To be clear, I’m not singling out older people for dressing or undressing more slowly than their younger brethren. That’s to be expected. What I’m talking about is the age-related tendency to add or remove clothing in a completely illogical order while randomly engaging in nudity-extending activities during the changing process. Everybody knows that the number one rule of underwear etiquette in a locker room setting is L.O.F.O. — as in Last Off, First On. In practice, this means that, if you need to shower, your underwear should be the very last piece of clothing you remove before wrapping a towel around your waste and schlepping off to the stalls. Then, upon your return, your underwear should be the very first piece of clothing you put on before proceeding with the rest of your outfit. It’s excruciatingly straightforward and no more difficult than any other changing order (and, indeed, simpler/more useful than many — unless you’re Quail Man, of course). Yet for some reason, this stunnginly logical progression becomes an irreconciliable calculus for many gents in their sixth decade and beyond.

Forthwith: a non-inclusive list of the offenses my eyeballs have been subject to in just a few short months at my new gym:

  • The most common: Countless men who, having just returned from the sauna or showers, proceed to put on both a fresh undershirt and then a fresh buttondown — which they must then laboriously button up – before finally stepping into the predictable pair of tighty-whities.
  • The most easily avoided: Guys who walk dripping from the showers in order to vigorously towel themselves off in the changing area before getting dressed — inevitably in the manner described above.
  • The most disconcerting: Gym buddies engaging one another in extended conversations halfway through the changing process, resulting in – since apparently neither man is capable of multitasking to the extent required to slide on a pair of Dockers while discussing his wife’s latest foible – dual displays of wrinkled trouser schnauzer for far longer than even remotely necessary.
  • The most unsanitary: The few fellows who deem it necessary to sit down to doff or don certain items of clothing – but only after removing their underwear. Less “junk in the trunk” than “stench on the bench.” (Taint on the paint? P.U. on the pew?)
  • The most inexplicable: A man who, having stripped down to nothing but his flip flops, decides that this would be the best time to engage in a vigorous bout of stretching from various angles — presumably because his workout clothes are much too restrictive to be donned before engaging in such preventitive exercise.
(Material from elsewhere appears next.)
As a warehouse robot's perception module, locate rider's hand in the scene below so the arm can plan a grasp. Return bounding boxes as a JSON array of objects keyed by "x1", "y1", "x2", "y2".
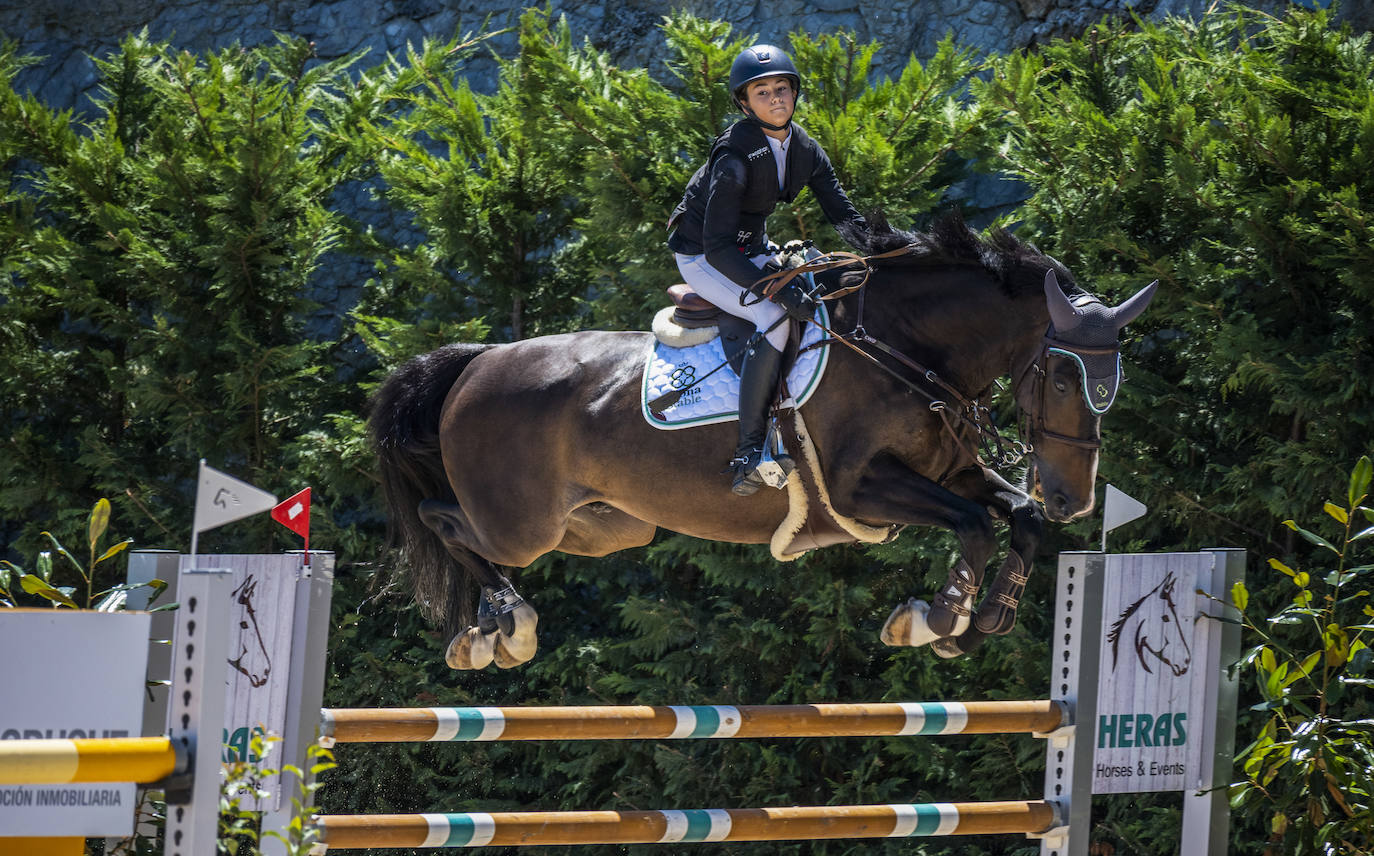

Look, guys, I get it: you’re old, you’ve survived this long, let’s see if the rest of us can. But on behalf of those of us who still possess retinas that need to last at least another half-century, can we please adopt a slightly more modest set of behaviors in the locker room? (A new code of “compartment comportment,” if you will.) I know I can work harder to look somewhere else, but goddamnit, there are a lot of reflective surfaces in there! (And yes, I realize that by a cruel trick of nature, the people least likely to come across this article in their everyday lives are those most in need of its advice, so feel free to print this out in large text and mail to your fathers/grandfathers as appropriate. I’m sure they’d be thrilled to hear from you, you ungrateful git.)